We remark on the fact that the duration of the MMTT in our series was extended to 240 min because some patients may experience what is known as postprandial delayed hypoglycemia. Indeed, in three of the 12 patients in the Hypo group (25%), the minimum glucose levels were reached after 180 min. This consideration must be taken into account, especially in the specific setting of post-bariatric patients since shorter evaluations of only 120 min after intake of the mixed meal may underestimate the true prevalence of postprandial hypoglycemia during the MMTT and reduce its utility for diagnosis. This issue may turn markedly relevant. For instance, according to Halperin et al., CGM exhibits a higher sensibility and specificity (90% and 50%, respectively) for detecting hypoglycemia than MMTT (33% and 40%, respectively) [17]. Kefur et al. found similar trends favors to CGM [18]. However, Honka et al. presented opposite results; they found a higher sensibility and specificity (77% and 100%, respectively) for the MMT for detecting hypoglycemia [19]. It is worth noting that Halperin et al. [17] performed their MMTT with a mixed meal containing 40 g of carbohydrates, and a duration of only 120 min, which, as previously mentioned, may reduce the test’s sensibility. Kefur et al. [18], on their part, used a mixed meal with only 28 g of carbohydrates, which is not enough for detecting hypoglycemia, and, therefore, also reducing their test’s sensibility. Using around 50 g of carbohydrate mixed meal and a sufficiently long duration for the test, similar to the one performed in our study, the sensibility and specificity of the MMTT are significantly better than for CGM [6,19]. The composition of the MMTT may also be relevant, but it has not been consistently standardized. Although the total glucose load is lower than in the OGTT, the mixed intake of protein and fat also triggers insulin secretion. In addition, because the usual presentation of the mixed meal is in the format of a liquid preparation, it passes quickly through the gastric pouch and the small intestine, thereby potentially increasing the risk of early dumping and PBH.

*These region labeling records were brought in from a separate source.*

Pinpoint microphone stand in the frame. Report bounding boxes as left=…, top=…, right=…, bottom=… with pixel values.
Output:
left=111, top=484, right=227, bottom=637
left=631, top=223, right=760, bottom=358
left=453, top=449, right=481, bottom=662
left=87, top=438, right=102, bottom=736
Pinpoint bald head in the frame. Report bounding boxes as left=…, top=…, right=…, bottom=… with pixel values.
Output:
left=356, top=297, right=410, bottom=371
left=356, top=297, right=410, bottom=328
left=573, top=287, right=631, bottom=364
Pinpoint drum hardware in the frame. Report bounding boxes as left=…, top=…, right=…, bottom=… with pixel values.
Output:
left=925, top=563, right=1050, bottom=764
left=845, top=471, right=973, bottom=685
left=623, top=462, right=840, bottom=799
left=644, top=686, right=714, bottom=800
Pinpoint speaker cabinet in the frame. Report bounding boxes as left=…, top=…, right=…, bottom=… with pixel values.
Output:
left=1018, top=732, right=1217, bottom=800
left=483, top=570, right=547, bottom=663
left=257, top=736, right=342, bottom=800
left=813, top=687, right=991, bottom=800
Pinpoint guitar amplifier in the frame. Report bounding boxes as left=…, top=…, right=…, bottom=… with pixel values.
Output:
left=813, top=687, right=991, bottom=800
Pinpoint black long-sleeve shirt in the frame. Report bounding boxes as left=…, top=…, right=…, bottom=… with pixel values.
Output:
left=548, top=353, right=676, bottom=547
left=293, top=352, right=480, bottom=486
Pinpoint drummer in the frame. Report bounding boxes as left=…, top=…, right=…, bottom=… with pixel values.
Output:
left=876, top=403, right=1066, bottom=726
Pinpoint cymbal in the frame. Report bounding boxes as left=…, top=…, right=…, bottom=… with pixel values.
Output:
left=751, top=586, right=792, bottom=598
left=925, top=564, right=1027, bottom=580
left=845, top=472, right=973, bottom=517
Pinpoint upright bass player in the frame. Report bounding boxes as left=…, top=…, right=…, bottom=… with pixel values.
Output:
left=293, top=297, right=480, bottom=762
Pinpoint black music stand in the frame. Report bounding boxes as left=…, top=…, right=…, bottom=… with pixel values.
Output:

From a clinical point of view, CGM seems more attractive than an MMTT to detect hypoglycemia, since it allows the analysis of glucose excursions during day and night, for several days, in relation to real-world patient’s everyday life, and even detects asymptomatic and unawareness hypoglycemia, such as nocturnal hypoglycemia, not only postprandial hypoglycemia [20]. In a recent meta-analysis of eight studies including 280 post-bariatric patients, around 50% exhibited diurnal and nocturnal hypoglycemia, according to CGM. Therefore, the authors concluded that CGM is the most efficient and precise method for detecting any form of PBH [6], in agreement with previous studies [17,18]. Another interesting finding of this meta-analysis is that patients with previous RYGB exhibit a greater glucose variability than patients who underwent sleeve gastrectomy (SG); in fact, they noted that diurnal hypoglycemia was more characteristic for post-SG patients, whilst nocturnal hypoglycemia was more frequently observed in post-RYGB patients. In line with these observations, a previous study performed by our group revealed a greater glucose variability in patients with prior RYGB, in comparison to patients in whom their BS preserved the gastric pyloric sphincter [21].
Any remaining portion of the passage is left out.